Nikki got hit with a major turn-around twinge, but then the poker crowd rose to greet her and there she was.

As Rook escorted her into the room, he said, “If you really, really need a work reason to be here, you can thank the man who got you your warrant for the Guilford. Judge, this is Detective Nikki Heat, NYPD.”

Judge Simpson looked a bit different in a yellow polo shirt, hunkered behind tall stacks of poker chips instead of his bench. “I’m winning,” he said as he shook her hand. A network news anchor she and the rest of America admired was also there, with her filmmaker husband. The anchorwoman said she was glad a cop was there because she had been robbed. “And by a judge,” said her husband. Rook placed Nikki in the empty seat between him and the newswoman, and before Nikki knew it, the anchor’s Oscar-winning husband was dealing her a hand.

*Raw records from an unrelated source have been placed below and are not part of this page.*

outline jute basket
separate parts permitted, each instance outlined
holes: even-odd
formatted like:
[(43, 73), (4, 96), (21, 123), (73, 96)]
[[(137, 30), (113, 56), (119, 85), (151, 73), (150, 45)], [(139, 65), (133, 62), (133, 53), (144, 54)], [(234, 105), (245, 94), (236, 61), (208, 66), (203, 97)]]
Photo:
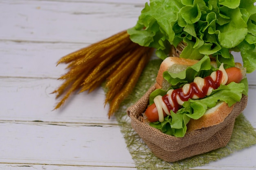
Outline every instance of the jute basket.
[(142, 113), (148, 106), (149, 95), (155, 89), (155, 85), (149, 89), (127, 109), (127, 114), (131, 118), (132, 126), (152, 152), (167, 162), (182, 160), (226, 146), (230, 139), (236, 118), (247, 104), (247, 97), (243, 95), (222, 123), (187, 132), (183, 137), (176, 137), (143, 122)]

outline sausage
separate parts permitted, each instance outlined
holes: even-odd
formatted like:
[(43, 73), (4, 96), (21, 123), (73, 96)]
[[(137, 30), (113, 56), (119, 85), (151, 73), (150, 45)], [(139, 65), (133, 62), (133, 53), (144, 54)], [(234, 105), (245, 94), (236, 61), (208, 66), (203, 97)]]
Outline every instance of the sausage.
[[(232, 82), (239, 83), (242, 80), (243, 74), (240, 69), (233, 67), (227, 68), (225, 70), (228, 77), (227, 82), (225, 84), (228, 84)], [(167, 115), (164, 110), (163, 110), (163, 113), (164, 117)], [(147, 120), (151, 122), (154, 122), (159, 120), (158, 113), (155, 103), (150, 106), (146, 109), (145, 115)]]

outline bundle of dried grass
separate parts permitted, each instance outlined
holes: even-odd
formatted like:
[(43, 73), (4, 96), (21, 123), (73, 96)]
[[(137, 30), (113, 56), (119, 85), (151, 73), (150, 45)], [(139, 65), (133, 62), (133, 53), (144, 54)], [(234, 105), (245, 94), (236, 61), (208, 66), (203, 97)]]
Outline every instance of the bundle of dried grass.
[(132, 42), (124, 31), (63, 57), (57, 65), (68, 64), (69, 71), (59, 78), (64, 83), (53, 92), (56, 98), (64, 95), (55, 109), (76, 91), (90, 93), (106, 81), (110, 117), (133, 89), (153, 51)]

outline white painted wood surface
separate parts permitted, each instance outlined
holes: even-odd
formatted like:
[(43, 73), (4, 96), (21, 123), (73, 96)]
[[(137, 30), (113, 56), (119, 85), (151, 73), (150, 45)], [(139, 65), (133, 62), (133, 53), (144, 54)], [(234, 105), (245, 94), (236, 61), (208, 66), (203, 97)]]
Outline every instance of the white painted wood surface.
[[(136, 169), (102, 89), (54, 111), (50, 93), (65, 71), (61, 57), (133, 26), (147, 1), (0, 0), (0, 169)], [(244, 113), (256, 128), (256, 73), (248, 77)], [(255, 170), (255, 152), (194, 169)]]

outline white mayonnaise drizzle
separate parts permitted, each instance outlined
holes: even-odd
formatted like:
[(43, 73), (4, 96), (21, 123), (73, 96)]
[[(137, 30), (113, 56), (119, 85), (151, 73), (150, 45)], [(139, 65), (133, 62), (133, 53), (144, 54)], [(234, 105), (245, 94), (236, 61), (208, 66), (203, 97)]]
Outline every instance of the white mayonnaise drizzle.
[[(222, 85), (225, 85), (227, 82), (228, 77), (227, 74), (224, 69), (223, 63), (220, 66), (219, 70), (221, 71), (223, 74), (222, 79), (220, 81), (220, 84)], [(212, 72), (210, 76), (214, 81), (216, 81), (216, 71), (213, 71)], [(198, 87), (198, 89), (200, 89), (201, 91), (202, 91), (202, 89), (204, 85), (204, 79), (199, 77), (197, 77), (195, 78), (193, 82), (197, 85)], [(182, 91), (184, 94), (187, 94), (188, 92), (189, 92), (189, 91), (190, 88), (190, 84), (186, 84), (184, 85), (184, 86), (182, 87)], [(213, 90), (213, 89), (212, 87), (209, 87), (208, 89), (206, 95), (209, 96), (211, 95)], [(166, 93), (168, 95), (168, 98), (169, 100), (169, 102), (173, 107), (174, 105), (173, 101), (171, 96), (173, 91), (173, 89), (171, 89), (168, 91)], [(159, 121), (160, 122), (162, 122), (164, 120), (163, 110), (164, 110), (164, 111), (165, 113), (167, 115), (171, 115), (171, 113), (168, 111), (168, 109), (163, 101), (162, 97), (162, 96), (159, 95), (156, 97), (154, 99), (154, 102), (155, 104), (157, 109), (157, 112), (158, 112), (159, 120)], [(194, 95), (192, 98), (193, 99), (197, 99), (199, 98), (199, 97), (196, 95)], [(184, 103), (184, 102), (183, 102), (180, 98), (178, 95), (177, 95), (176, 99), (178, 104), (181, 106)]]

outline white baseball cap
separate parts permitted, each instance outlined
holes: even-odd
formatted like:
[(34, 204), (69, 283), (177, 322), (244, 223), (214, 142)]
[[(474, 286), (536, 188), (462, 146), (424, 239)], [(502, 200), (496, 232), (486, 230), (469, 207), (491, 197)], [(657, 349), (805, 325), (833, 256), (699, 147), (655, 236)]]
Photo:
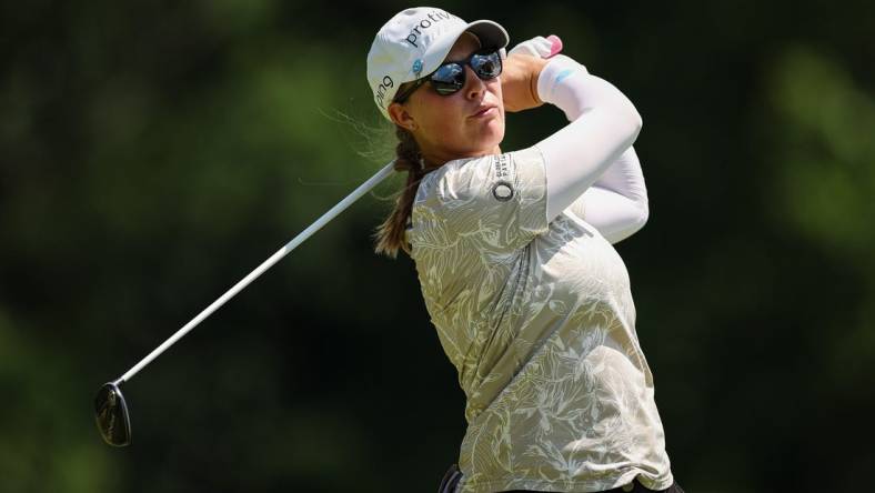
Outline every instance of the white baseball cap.
[(401, 11), (380, 28), (368, 52), (368, 82), (383, 117), (389, 119), (386, 109), (398, 88), (438, 70), (465, 31), (476, 36), (482, 47), (502, 49), (510, 41), (496, 22), (465, 22), (432, 7)]

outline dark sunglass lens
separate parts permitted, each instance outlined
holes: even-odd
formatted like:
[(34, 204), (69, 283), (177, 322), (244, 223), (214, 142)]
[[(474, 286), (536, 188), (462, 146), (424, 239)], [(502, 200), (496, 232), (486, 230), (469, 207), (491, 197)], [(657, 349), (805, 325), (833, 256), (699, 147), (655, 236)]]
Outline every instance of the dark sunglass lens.
[(496, 52), (475, 54), (471, 59), (471, 68), (481, 79), (493, 79), (501, 76), (501, 57)]
[(465, 69), (459, 63), (441, 66), (431, 77), (432, 87), (440, 94), (452, 94), (465, 84)]
[(94, 415), (98, 430), (108, 444), (124, 446), (131, 443), (131, 419), (118, 385), (107, 383), (100, 388), (94, 398)]

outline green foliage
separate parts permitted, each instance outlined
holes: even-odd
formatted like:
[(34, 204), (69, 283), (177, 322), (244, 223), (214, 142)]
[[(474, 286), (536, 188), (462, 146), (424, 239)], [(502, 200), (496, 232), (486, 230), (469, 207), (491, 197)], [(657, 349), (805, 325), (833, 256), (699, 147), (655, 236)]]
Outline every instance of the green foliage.
[[(0, 8), (0, 491), (436, 487), (464, 396), (412, 262), (372, 253), (401, 178), (125, 384), (131, 447), (103, 445), (91, 410), (391, 158), (364, 64), (403, 7)], [(561, 36), (644, 118), (651, 220), (617, 250), (681, 484), (859, 489), (875, 466), (873, 7), (444, 7), (514, 42)], [(562, 123), (514, 114), (503, 148)]]

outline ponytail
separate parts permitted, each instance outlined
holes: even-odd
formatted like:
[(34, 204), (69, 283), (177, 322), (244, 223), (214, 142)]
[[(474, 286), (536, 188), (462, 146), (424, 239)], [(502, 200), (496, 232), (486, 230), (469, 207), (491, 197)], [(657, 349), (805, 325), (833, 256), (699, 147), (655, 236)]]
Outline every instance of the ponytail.
[(416, 197), (416, 189), (422, 177), (426, 174), (420, 147), (413, 134), (403, 127), (395, 125), (395, 135), (399, 142), (395, 145), (398, 158), (395, 159), (394, 169), (395, 171), (406, 171), (408, 182), (404, 189), (401, 190), (398, 199), (395, 199), (395, 208), (385, 221), (376, 228), (374, 233), (374, 239), (376, 240), (374, 251), (378, 254), (382, 253), (392, 259), (398, 256), (399, 250), (404, 250), (410, 255), (410, 247), (405, 239), (408, 220), (413, 210), (413, 199)]

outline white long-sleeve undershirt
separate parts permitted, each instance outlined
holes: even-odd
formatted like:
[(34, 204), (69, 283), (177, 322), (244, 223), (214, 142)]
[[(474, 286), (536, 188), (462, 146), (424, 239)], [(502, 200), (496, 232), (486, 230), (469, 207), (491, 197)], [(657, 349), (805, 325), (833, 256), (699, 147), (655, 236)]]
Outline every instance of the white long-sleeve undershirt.
[(547, 182), (547, 219), (570, 209), (611, 243), (628, 238), (647, 221), (647, 191), (632, 143), (641, 115), (613, 84), (559, 54), (537, 81), (542, 101), (571, 121), (539, 142)]

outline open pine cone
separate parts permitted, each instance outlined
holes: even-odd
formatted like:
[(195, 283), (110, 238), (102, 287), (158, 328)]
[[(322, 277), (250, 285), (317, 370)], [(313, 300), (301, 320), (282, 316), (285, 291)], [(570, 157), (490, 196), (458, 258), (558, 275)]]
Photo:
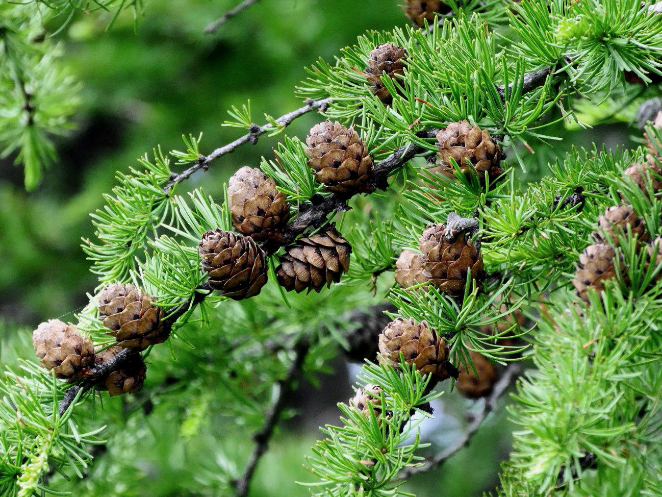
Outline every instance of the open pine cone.
[(444, 236), (445, 230), (442, 223), (428, 226), (420, 239), (420, 248), (428, 259), (424, 266), (430, 282), (442, 292), (457, 296), (464, 290), (467, 271), (472, 279), (482, 279), (483, 256), (465, 234), (449, 242)]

It was a low-stakes game, she was relieved to discover, and then that turned to worry they had lowered the ante in deference to her pay grade. But it was clear this was more about fun than money. Although winning still mattered, especially to the judge. Seeing him out of his robe for the first time, the overhead light shining on his bald head, the manic obsession he brought to his play, Nikki couldn’t shake the comparison to another Simpson. She would have given up a whole pot just to hear the judge say “D’oh!”

After the deal of the third hand, the lights dipped out and came back up. “Here we go,” said Nikki. “Mayor said we’d have rolling brownouts.”

“How many days is it for this heat wave?” asked the filmmaker.

“This is day four,” said his wife. “I interviewed a meteorologist and he said it’s not a heat wave unless it’s three consecutive days above ninety degrees.”